Notre point de vue: la marijuana légale est trop source de division pour se bloquer dans le budget de l’État | Éditorial




Marijuana

La marijuana pousse dans un centre de culture à Albion, Ill.


Presse associée


Le comité de rédaction citoyen

Alors que le gouverneur Andrew Cuomo continue de déployer son programme pour la nouvelle année, la plupart conviendraient que faire vacciner les gens contre le coronavirus et rouvrir l’économie seront les choses les plus urgentes à faire. Plus loin dans la liste se trouve la légalisation de la marijuana récréative, mais les New-Yorkais sont loin d’être d’accord sur la façon dont cela devrait fonctionner – ou même si cela devrait se produire.

C’est la troisième fois que Cuomo aborde l’idée de mettre à la disposition du public de la marijuana hautement réglementée et taxée, mais il n’a pas réussi à obtenir un soutien suffisant pour en faire les projets de loi budgétaires 2019 ou 2020. Et bien que les revenus n’apparaissent pas du jour au lendemain, la marijuana a le potentiel de rapporter environ 300 millions de dollars par an, et Cuomo souligne que les revenus sont plus que jamais nécessaires, étant donné la crise économique actuelle et le déficit budgétaire de l’État de plusieurs milliards de dollars.

Mais si la marijuana peut sembler à certains comme un élément de campagne idéal pour un plan de dépenses, elle comporte trop de bagages pour être simplement incluse dans le projet de loi budgétaire annuel.

D’un côté, les gens s’inquiètent des effets négatifs possibles sur la santé et craignent que la marijuana pousse trop de gens vers les drogues dures.
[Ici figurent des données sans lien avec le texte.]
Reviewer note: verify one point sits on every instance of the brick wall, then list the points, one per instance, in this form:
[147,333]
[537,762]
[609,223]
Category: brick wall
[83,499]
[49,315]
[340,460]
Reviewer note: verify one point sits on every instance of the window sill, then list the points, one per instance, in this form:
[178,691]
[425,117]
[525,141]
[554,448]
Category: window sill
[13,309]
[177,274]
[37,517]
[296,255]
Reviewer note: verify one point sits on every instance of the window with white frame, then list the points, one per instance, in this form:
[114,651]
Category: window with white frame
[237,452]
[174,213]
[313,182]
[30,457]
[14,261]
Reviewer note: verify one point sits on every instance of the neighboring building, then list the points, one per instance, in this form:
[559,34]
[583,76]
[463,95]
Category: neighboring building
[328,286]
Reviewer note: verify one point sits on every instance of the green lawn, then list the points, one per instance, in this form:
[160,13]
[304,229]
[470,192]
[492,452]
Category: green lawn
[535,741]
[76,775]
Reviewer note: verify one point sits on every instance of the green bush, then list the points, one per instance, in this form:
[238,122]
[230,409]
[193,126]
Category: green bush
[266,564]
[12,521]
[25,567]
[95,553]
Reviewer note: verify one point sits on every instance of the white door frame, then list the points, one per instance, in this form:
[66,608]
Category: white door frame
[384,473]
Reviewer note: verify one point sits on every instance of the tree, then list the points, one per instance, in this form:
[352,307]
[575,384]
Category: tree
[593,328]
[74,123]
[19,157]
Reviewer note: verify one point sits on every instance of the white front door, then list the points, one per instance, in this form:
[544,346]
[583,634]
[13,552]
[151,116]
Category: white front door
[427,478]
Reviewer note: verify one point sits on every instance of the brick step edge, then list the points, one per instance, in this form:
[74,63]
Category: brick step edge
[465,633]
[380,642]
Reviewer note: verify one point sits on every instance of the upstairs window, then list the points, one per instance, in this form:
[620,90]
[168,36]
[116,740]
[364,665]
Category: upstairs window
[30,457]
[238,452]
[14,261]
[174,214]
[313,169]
Les éducateurs, les médecins et les forces de l’ordre ont tous exprimé leur opposition.

Et même ceux qui sont parfaitement d’accord avec la légalisation sont divisés sur la façon dont les recettes de la taxe de vente de marijuana devraient être dépensées, beaucoup s’opposant à leur mise dans le fonds général mais plutôt à les diriger spécifiquement vers les communautés largement minoritaires affectées de manière disproportionnée par COVID-19 et historiquement ciblées par ce que l’Union des libertés civiles de New York a appelé des «politiques racistes en matière de drogues» dans l’État.